On the first of February 2008 Veselovský was loaned by the Danish Viborg FF as a backup solution for John Alvbåge and Kristian Kirk. He played eight matches in the 2007–08 Danish Superliga before being loaned again to the Norwegian side, Haugesund. On 26 January 2009 Veselovský returned to the second division team, Viborg FF with whom he signed a three-year contract. He was named the team's player of the year in 2010 and 2011.

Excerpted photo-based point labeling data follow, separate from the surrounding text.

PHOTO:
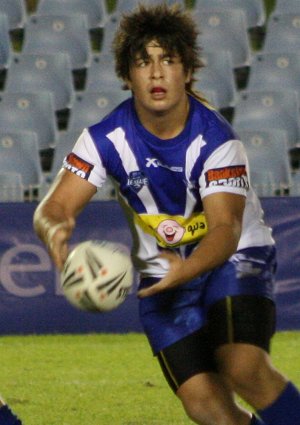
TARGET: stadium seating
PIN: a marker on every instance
(65, 143)
(11, 187)
(217, 76)
(109, 33)
(95, 10)
(90, 107)
(253, 9)
(101, 74)
(283, 33)
(284, 6)
(37, 72)
(19, 151)
(15, 10)
(64, 34)
(267, 152)
(30, 112)
(5, 43)
(295, 184)
(269, 109)
(129, 5)
(219, 29)
(271, 69)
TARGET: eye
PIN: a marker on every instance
(168, 60)
(141, 63)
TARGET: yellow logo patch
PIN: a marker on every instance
(171, 231)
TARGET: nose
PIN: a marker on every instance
(156, 70)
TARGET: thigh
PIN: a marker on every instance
(249, 271)
(190, 356)
(172, 315)
(244, 319)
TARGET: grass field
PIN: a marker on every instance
(100, 379)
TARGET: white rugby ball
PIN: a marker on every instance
(97, 276)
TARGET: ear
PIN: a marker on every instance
(128, 83)
(188, 76)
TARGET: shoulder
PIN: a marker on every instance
(213, 127)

On 18 November 2011, Veselovský signed a two-and-a-half-year contract with the Danish first division side AC Horsens. He had not gotten real playing time because of Frederik Rønnow's breakthrough and left the club in June 2013.

In September 2013 Veselovský was transferred by the Romanian first league Universitatea Cluj after being tested in two friendly matches. He played 24 matches and helped his team to avoid the relegation. In 2014, he signed a new contract with Universitatea Cluj, despite Steaua București's interest on him.

After another year at FC Universitatea Cluj, where he played the first Cup Final for the club in 50 years, Veselovský signed for FK Mladá Boleslav as a free agent.

In 2016, he joined Cypriot First Division club Nea Salamis Famagusta.